There's almost no correlation, and the correlation that is there is probably just noise. Should we conclude that the number of files that you change in a pull request doesn't affect how long it will take to be reviewed? I don't think so, for two reasons:

  1. I'm completely ignoring pull requests that get ignored or closed. My professor has looked at how long it takes patches to get accepted on large open source projects like linux and he found that on certain projects like Linux, large patches were ignored or rejected. No one had time to understand them and review them. This might be the case for IPython. (Does anybody from the IPython project think this is true?)
  2. I'm only processing the tip of the pull request branch. A pull request can have many commits, and I should incorporate those into my churn metric.

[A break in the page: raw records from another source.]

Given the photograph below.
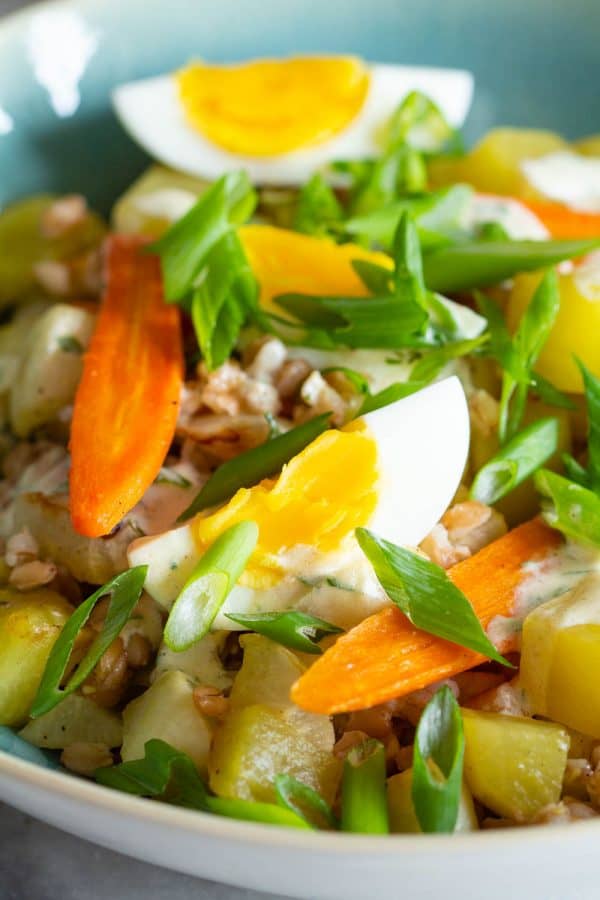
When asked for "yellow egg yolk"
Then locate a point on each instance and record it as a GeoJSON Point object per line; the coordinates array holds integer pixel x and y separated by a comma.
{"type": "Point", "coordinates": [268, 107]}
{"type": "Point", "coordinates": [288, 262]}
{"type": "Point", "coordinates": [321, 496]}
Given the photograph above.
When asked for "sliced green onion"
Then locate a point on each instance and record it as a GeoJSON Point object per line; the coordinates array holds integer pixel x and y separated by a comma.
{"type": "Point", "coordinates": [364, 800]}
{"type": "Point", "coordinates": [438, 764]}
{"type": "Point", "coordinates": [252, 466]}
{"type": "Point", "coordinates": [516, 461]}
{"type": "Point", "coordinates": [293, 629]}
{"type": "Point", "coordinates": [304, 801]}
{"type": "Point", "coordinates": [124, 591]}
{"type": "Point", "coordinates": [425, 594]}
{"type": "Point", "coordinates": [208, 586]}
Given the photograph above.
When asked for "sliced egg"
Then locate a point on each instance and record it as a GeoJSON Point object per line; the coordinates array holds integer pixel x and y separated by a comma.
{"type": "Point", "coordinates": [279, 119]}
{"type": "Point", "coordinates": [394, 471]}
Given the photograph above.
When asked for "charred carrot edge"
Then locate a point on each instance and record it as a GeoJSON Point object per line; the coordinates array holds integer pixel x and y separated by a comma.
{"type": "Point", "coordinates": [127, 402]}
{"type": "Point", "coordinates": [386, 657]}
{"type": "Point", "coordinates": [563, 222]}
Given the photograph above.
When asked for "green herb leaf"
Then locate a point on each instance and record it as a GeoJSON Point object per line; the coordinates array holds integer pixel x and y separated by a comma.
{"type": "Point", "coordinates": [252, 466]}
{"type": "Point", "coordinates": [170, 774]}
{"type": "Point", "coordinates": [293, 629]}
{"type": "Point", "coordinates": [68, 343]}
{"type": "Point", "coordinates": [304, 801]}
{"type": "Point", "coordinates": [426, 595]}
{"type": "Point", "coordinates": [436, 788]}
{"type": "Point", "coordinates": [185, 246]}
{"type": "Point", "coordinates": [124, 591]}
{"type": "Point", "coordinates": [464, 266]}
{"type": "Point", "coordinates": [364, 800]}
{"type": "Point", "coordinates": [570, 508]}
{"type": "Point", "coordinates": [516, 461]}
{"type": "Point", "coordinates": [208, 586]}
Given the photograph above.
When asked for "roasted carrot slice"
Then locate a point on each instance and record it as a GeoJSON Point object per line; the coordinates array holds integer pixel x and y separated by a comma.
{"type": "Point", "coordinates": [128, 398]}
{"type": "Point", "coordinates": [386, 657]}
{"type": "Point", "coordinates": [563, 222]}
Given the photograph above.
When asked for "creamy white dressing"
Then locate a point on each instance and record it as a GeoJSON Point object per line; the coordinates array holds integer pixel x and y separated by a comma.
{"type": "Point", "coordinates": [547, 578]}
{"type": "Point", "coordinates": [567, 178]}
{"type": "Point", "coordinates": [519, 222]}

I didn't really make any claims here, but let's pretend this is a real paper.

Threats to Validity

  1. It is 1am on a Friday night.
  2. The churn metric only represents the tip (ha) of the pull request iceberg.
  3. This analysis doesn't look at how review time changed over time. Can we get a less skewed picture of pull request length by looking at only the period in which the project was funded?
  4. This analysis doesn't look at actual review time — the pull request could have been made much later than when the pull request commit was made.

Conclusions

  1. The IPython folks are very prompt. Send them a decent pull request and they'll probably merge it within a day.
  2. The IPython Notebook is pretty cool.

Updates

A previous version of this notebook was incorrectly adding timezone differences to timestamps. After some experimentation, I've discovered that the timestamps provided by git2json don't need to be adjusted for timezone unless you want to display it in a human-readable format. Fixing this bug solved the "time travel" issue.